Dichten gegen Klischees

12. Januar 2016

Nach nur einem Jahr auf der Bühne ist Artem Zolotarov im Oktober 2015 zum rheinland-pfälzischen Poetry Slam-Meister gekürt worden. Der 26-Jährige hatte bereits einiges ausprobiert in seinem Leben, bevor er beim Schreiben landete – und an der Johannes Gutenberg-Universität Mainz (JGU). Zolotarov studiert Europäische Literatur und Germanistik.

Einer seiner Freunde ist Moslem. "Er kommt aus Afghanistan und hat mir viel von seinem Glauben erzählt", sagt Artem Zolotarov. "Bei uns in Deutschland wird ja meist sehr kritisch und sehr negativ über den Islam berichtet. Die Leute wissen nicht viel darüber und das, was sie wissen, ist nicht gut. Er hat erzählt, was für eine reiche Religion der Islam ist, wie friedlich sie ist." Das hat Zolotarov zu seinem Gedicht "Sprengstoff" inspiriert:

Er spricht deutsch und seine Träume sind so deutsch wie das Wort Traum.
Und was seine Eltern sprechen, unter sich, versteht er kaum.
Doch sein Vater spricht Gebete, jeden Tag kniet er sich hin.
Er lebt einen fernen Glauben, dieser gibt ihm Lebenssinn.
Und er sagt, dass dieser Glaube Frieden, Liebe propagiert.
Du darfst keine Fliege töten, ganz egal, was auch passiert.

"Ich bin kein politischer Mensch. Politik hat mich nie interessiert, weil ich nie die Sicht hatte, dass ich damit etwas ändern könnte. Aber das Gedicht wurde politisch, weil es anders nicht ging. Der Islam ist heute einfach ein politisches Thema."

Und so sieht er viele Männer lange schwarze Bärte tragen.
Sie sind freundlich und sie scherzen, antworten auf seine Fragen.
Bis ihr Lachen ganz verschwindet, als die beiden Türme stürzen.
Terror, Angst und Propaganda Menschlichkeit und Freundschaft kürzen.

Der Blick der Deutschen auf den jungen Mann, der über seinen betenden Vater staunt, der eine ihm fremde Religion zaghaft entdeckt, schnurrt nach den Attentaten vom 11. September 2001 schlagartig zusammen. Ein Feindbild entsteht, das nichts mehr mit dem Menschen zu tun hat.

Und in Deutschland hat er jetzt kein Gesicht, nur schwarze Haare.
Seine Stimme riecht nach Sprengstoff, ohne nur ein Wort zu sagen.
Er steht unter Tatverdacht, weil er einen Glauben hat,
der missbraucht und pervertiert wird bei jedem Attentat.

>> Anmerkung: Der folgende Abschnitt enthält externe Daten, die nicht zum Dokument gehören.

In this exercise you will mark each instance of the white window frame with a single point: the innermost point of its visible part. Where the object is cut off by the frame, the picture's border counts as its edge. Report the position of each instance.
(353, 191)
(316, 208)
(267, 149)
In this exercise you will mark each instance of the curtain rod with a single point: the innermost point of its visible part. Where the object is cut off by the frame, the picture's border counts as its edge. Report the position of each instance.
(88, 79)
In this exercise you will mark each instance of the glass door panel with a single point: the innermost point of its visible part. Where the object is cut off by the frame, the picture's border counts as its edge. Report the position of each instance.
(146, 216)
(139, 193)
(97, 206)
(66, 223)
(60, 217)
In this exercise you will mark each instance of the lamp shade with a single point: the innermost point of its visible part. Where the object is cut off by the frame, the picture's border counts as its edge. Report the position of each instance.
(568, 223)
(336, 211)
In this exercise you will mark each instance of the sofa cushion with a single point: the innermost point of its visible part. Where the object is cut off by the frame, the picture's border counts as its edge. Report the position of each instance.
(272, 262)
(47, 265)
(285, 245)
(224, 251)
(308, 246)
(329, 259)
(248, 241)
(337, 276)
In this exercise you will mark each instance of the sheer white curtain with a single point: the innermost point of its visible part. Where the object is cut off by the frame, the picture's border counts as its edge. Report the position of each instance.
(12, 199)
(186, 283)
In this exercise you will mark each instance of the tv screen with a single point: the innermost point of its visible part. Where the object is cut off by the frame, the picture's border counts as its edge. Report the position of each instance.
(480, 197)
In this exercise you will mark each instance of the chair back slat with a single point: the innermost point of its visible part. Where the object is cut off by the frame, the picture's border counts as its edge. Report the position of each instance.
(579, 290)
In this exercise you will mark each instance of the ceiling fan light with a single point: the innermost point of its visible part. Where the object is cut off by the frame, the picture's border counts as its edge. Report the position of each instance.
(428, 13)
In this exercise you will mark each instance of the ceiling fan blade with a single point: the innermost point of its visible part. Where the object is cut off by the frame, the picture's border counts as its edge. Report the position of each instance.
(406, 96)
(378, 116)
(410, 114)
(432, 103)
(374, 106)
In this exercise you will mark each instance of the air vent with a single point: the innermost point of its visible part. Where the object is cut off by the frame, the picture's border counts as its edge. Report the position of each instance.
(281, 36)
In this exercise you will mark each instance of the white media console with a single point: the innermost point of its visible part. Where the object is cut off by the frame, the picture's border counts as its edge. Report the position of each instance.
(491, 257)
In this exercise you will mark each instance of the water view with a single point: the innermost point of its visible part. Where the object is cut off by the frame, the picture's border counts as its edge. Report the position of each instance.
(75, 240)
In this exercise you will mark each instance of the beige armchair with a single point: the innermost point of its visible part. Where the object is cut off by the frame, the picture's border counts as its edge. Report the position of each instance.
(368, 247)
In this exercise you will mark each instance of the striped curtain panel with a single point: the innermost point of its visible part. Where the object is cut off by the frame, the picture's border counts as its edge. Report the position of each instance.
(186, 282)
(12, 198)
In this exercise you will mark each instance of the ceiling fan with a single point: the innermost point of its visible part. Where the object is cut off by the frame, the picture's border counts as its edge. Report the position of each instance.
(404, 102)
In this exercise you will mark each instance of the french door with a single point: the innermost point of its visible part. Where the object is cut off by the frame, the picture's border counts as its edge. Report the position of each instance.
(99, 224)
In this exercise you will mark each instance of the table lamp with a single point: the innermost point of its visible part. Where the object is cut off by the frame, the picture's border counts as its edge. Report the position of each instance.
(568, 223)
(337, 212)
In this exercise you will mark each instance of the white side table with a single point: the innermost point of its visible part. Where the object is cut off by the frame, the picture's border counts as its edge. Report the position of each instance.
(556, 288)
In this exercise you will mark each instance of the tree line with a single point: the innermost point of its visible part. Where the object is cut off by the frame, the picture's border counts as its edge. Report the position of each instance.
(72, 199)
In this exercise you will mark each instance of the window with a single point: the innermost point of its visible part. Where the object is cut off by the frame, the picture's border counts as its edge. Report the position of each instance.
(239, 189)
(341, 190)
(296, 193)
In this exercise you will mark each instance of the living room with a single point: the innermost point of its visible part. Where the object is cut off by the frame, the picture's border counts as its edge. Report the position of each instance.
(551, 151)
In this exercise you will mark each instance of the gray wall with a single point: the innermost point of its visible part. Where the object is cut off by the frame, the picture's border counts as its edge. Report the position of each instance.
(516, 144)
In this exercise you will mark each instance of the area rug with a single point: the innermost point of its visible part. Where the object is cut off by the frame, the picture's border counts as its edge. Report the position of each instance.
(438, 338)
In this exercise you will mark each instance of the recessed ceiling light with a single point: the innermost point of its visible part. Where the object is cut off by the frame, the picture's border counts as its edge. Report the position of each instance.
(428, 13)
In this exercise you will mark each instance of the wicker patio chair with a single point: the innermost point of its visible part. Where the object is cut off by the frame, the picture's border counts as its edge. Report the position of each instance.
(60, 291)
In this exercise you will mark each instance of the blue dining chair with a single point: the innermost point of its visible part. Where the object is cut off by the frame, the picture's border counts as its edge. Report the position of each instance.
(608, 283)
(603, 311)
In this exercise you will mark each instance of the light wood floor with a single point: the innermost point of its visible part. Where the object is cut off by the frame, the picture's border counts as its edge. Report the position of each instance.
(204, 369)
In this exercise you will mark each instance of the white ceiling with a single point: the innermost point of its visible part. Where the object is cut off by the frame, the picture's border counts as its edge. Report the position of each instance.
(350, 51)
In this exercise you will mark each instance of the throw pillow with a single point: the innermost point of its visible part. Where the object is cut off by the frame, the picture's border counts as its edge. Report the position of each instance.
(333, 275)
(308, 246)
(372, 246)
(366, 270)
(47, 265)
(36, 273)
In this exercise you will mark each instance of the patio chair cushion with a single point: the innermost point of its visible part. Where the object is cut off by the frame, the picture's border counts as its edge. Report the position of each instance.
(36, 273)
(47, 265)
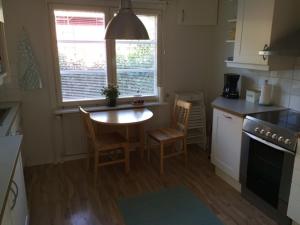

Im Oktober 2015 ist Artem Zolotarov zum rheinland-pfälzischen Poetry Slam-Meister gekürt worden. Dass der 26-Jährige mit seinen ernsten, sehr engagierten Versen die Meisterschaft gewonnen hat, verwundert. "Die meisten versuchen es mit witzigen Texten. Die haben eine direktere Wirkung und bekommen sofort Lacher." Darauf setzt Zolotarov nicht.

"Ich glaube, dass ich mit meinen Geschichten etwas bewirken kann. Vielleicht nicht direkt – aber wenn Menschen meine Zeilen lesen oder hören, verändert sich etwas in ihren Köpfen. Es kommt nicht darauf an, dass sich die Masse verändert. Ich will jeden einzelnen Menschen ansprechen. Ich finde es schön, wenn jemand nach einem Slam zu mir kommt und sagt: 'Das hat mich berührt.'"

Aus der Ukraine nach Deutschland

Zolotarov ist in der Ukraine geboren. Als er neun war, ging seine Familie nach Deutschland. "Ich kam in die dritte Klasse und stand dann da. Alles, was ich auf Deutsch sagen konnte, war: 'Guten Tag, meine Name ist Artem.' Es war am Anfang nicht so einfach, aber ich habe schnell gelernt. Kinder lernen ja überhaupt sehr schnell."

Für Zolotarovs Schreiben ist dieser Hintergrund wichtig. "Es hat mir sehr geholfen, dass Deutsch keine Selbstverständlichkeit für mich ist. Ich schaue einfach genauer darauf, wie Worte zusammengesetzt sind. Ich achte auf Klangbilder. Deutsch ist eine sehr harte und sehr weiche Sprache zugleich. Dadurch, dass ich von einer anderen Sprache her darauf schauen kann, habe ich vielleicht einen Sinn bewahrt für ganz kleine Feinheiten, die man sehen muss, um mit einer Sprache umgehen zu können."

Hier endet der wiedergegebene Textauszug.